As you contemplate the state of your personal economy, if you have reached the point where your only option is bankruptcy, you need a bankruptcy attorney. With the current extremely stringent bankruptcy laws, you absolutely do not want to try to file your own bankruptcy although the courts allow this for personal bankruptcy. In a business bankruptcy, the court requires an attorney.
The quality of knowledge and dedication of your lawyer will make a huge difference in how the Bankruptcy Court discharges your case. You want to find the best bankruptcy attorney for your unique situation in your area. Follow these guidelines:
- Ask friends and family for references if they have had a successful bankruptcy experience and their situation was similar to yours.
- Call your local bar association (the professional organization attorneys belong to) to ask for names of lawyers who only handle bankruptcies. Specify attorneys with a minimum of five years experience.
- Make preliminary screening calls to each office. Ask whether your situation is one the attorney usually handles and whether they offer a low flat fee and payment plans. Ask if you can set up a free consultation and case evaluation with the lawyer who would handle your case.
- Before your meetings, prepare a list of all your questions. During the meeting, ask them and write down the answers. Follow any instructions the office gives you about what to bring to your evaluation meeting. Ask for a written list of all services that the attorney’s fee will cover. You must be certain your case will be handled effectively for the fee charged.
- Decide whether you feel comfortable with the lawyer. Bankruptcy is an emotional process. You need an attorney who is sensitive to how it’s affecting you and is accessible when you have an important issue. Trust your gut. Your financial future is in this person’s hands. If you don’t feel at ease, find a different bankruptcy pro.
- Research the attorneys you like, and their firms, before committing. Be sure they have a highly regarded professional reputation.
After your bankruptcy has been discharged (completed), you will want to actively rebuild your credit. Your attorney should be responsible for removing all the errors that remain on your credit report three to six months after your bankruptcy has been discharged.
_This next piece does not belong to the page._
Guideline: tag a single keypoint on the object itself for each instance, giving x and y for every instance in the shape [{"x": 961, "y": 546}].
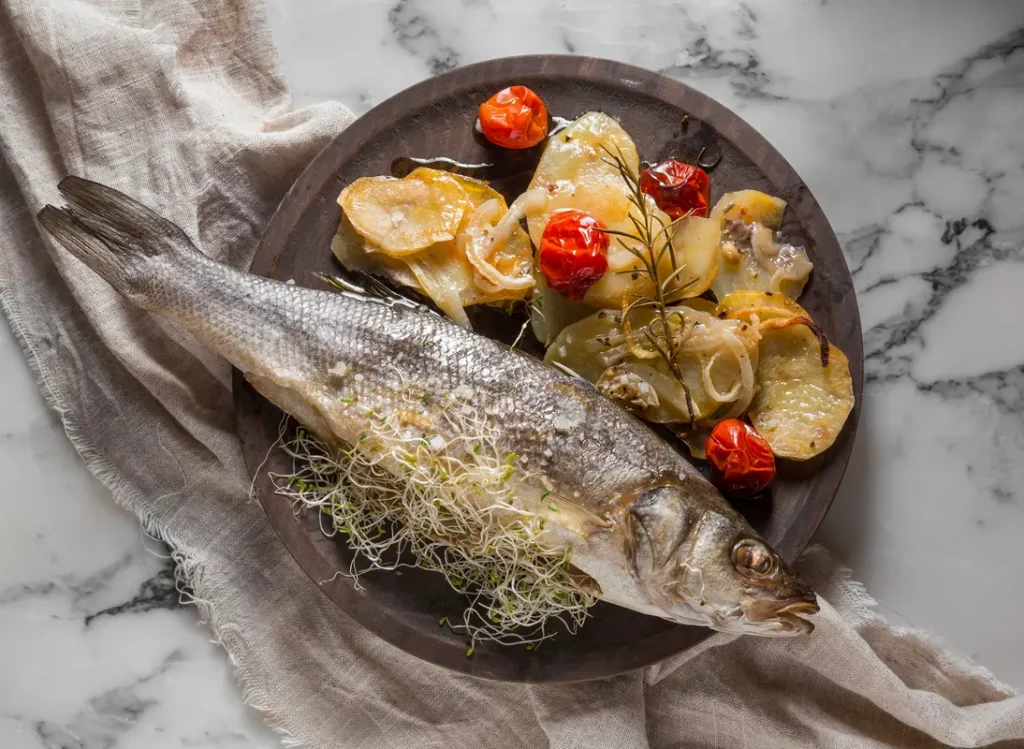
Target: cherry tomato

This is essential to you creating a positive new credit history and should be included as part of your bankruptcy services.
Because creditors know it will be 10 years before you could file for bankruptcy again, you will become a more desirable customer than you were prior to bankruptcy. It may surprise you to discover how many credit card offers and invitations to open accounts you receive after your bankruptcy is discharged.
It is important for you to take the wisest path to create an excellent credit history. And it’s critical to remember you need only four lines of credit (open, active accounts) to build a superior credit history. You don’t need and should not acquire a handful of credit cards. Having many open accounts, especially with a bankruptcy history, makes you seem like a credit risk and will lower your credit scores.
Your four accounts can be with any creditor, where you make payments monthly and the business reports your account information to the major credit reporting agencies. These could include, but are not limited to:
- Car payments
- Bank credit cards – Visa, MasterCard, American Express, Discover, etc
- Department and specialty store credit cards – Cards issued by a specific store or group of merchants
- Student loans
Please note that debit card activity is not reported to credit bureaus, even when you use the credit card function. And ignore anyone who tells you one kind of account is better than another. Open the accounts that serve your life best and manage them responsibly.
The next basic rule to drive your credit scores up rapidly: Never charge more than 10 percent of the limit on any credit card. And pay the balance immediately. It is best to use each of a few cards once a month to make small purchases and pay them off in full. When your charges on any account exceed 50 percent of the limit on that account, your credit score begins to drop. When you use most of the available limit or max out an account, you can lose 100 to 150 points off your credit score. Don’t do it. Scores sink much faster than they rise. If you must charge an emergency purchase that would exceed 50 percent of the balance of an account, have the seller divide the purchase between a couple of accounts so the balance on each one stays as low as possible. Or pay for part of it in cash and charge part. Staying under 10 percent of the limit on every account is the smartest purchasing strategy when you want to drive your credit score higher.
Pay all bills on time. Late payments shave points off your credit score. Habitual late payments cause credit score nosedives.
If you’ve ended up in a financial disaster that requires a fresh start, know you can achieve excellent credit scores in about two years. Manage your use of credit responsibly and take strategic action to drive your scores up as rapidly as possible. It’s important to remember: Credit scoring is not about how much money you spend; it’s always determined by how you manage the credit that’s extended to you at any income level.